Building Ensembles of Audio and Lyrics Features to Improve Musical Genre Classification

R. Mayer, A. Rauber:
"Building Ensembles of Audio and Lyrics Features to Improve Musical Genre Classification";
Vortrag: International Conference on Distributed Framework&Applications (DFmA'10), Yogyakarta; 02.08.2010 - 03.08.2010; in:"Proceedings of the International Conference on Distributed Framework&Applications (DFmA'10)", (2010), ISBN: 978-602-9747-9-0-4; S. 165 - 170.

[ Publication Database ]

Abstract:


Digital audio is an increasingly spread medium, and for many consumers, it has become the major form of distribution and storage of music. Especially for portable and mobile devices, digital audio has become almost the singular manifestation. Numerous on-line music stores, which account for a growing share of the total record sales, underline this trend.
However, with their ever-growing size, effectively and efficiently handling both private and commercial collections becomes increasingly difficult. There is therefore a need for computer algorithms that can understand and interpret different characteristics of music, so that they can subsequently assist a user by organising music collections or recommending certain pieces of music.

Music is an inherently multi-modal type of data, and the lyrics associated with the music are as essential to the reception and the message of a song as the audio itself. Often, album covers are carefully designed by artists to convey a message consistent with the music and image of a band. Music videos, fan sites and other sources of information add to that in a coherent manner.

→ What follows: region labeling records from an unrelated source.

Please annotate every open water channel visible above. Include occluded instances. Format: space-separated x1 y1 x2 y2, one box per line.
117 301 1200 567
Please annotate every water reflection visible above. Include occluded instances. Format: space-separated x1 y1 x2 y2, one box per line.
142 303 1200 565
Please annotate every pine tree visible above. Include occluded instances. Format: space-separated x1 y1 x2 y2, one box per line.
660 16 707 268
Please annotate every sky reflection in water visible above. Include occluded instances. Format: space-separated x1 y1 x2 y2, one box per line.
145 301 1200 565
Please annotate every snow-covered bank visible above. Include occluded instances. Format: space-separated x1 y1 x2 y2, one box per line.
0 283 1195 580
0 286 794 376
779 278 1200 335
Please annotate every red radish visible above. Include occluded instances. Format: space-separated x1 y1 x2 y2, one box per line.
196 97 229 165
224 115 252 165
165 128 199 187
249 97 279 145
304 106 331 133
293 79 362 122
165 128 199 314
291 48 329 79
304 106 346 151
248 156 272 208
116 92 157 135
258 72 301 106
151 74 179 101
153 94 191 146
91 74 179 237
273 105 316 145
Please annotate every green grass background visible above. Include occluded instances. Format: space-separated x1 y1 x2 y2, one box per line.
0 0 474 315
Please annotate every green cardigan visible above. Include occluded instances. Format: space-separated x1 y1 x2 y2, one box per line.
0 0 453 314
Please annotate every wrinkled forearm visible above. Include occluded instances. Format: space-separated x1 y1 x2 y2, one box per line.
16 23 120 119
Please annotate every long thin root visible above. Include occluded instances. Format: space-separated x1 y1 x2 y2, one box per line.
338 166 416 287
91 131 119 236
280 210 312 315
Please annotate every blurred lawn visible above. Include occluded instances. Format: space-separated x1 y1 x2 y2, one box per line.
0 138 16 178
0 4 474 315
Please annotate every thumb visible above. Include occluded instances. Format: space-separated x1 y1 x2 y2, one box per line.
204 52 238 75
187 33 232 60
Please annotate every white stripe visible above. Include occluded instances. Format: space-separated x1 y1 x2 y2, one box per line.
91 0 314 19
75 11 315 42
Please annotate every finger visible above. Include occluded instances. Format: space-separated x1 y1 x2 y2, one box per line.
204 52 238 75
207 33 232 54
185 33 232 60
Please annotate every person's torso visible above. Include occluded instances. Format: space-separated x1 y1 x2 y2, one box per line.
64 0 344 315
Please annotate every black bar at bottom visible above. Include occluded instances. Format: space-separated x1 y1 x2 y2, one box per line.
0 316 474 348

However, there is often a focus on utilising the audio information only.
In this paper, we thus explore the lyrics domain of music, and investigate how the information obtained from lyrics can be combined with the acoustic domain. We evaluate our approach by means of musical genre classification, a common task in music information retrieval.
Advancing over our previous work that successfully showed improvements with simple feature fusion by combining representations obtained from lyrics and audio, we apply a more sophisticated machine learning technique, namely ensemble classification.
The experiments on our test collections show that the approach is always superior to the best choice of a single classification algorithm on a single feature set. Moreover, it releases the user from making this choice explicitly.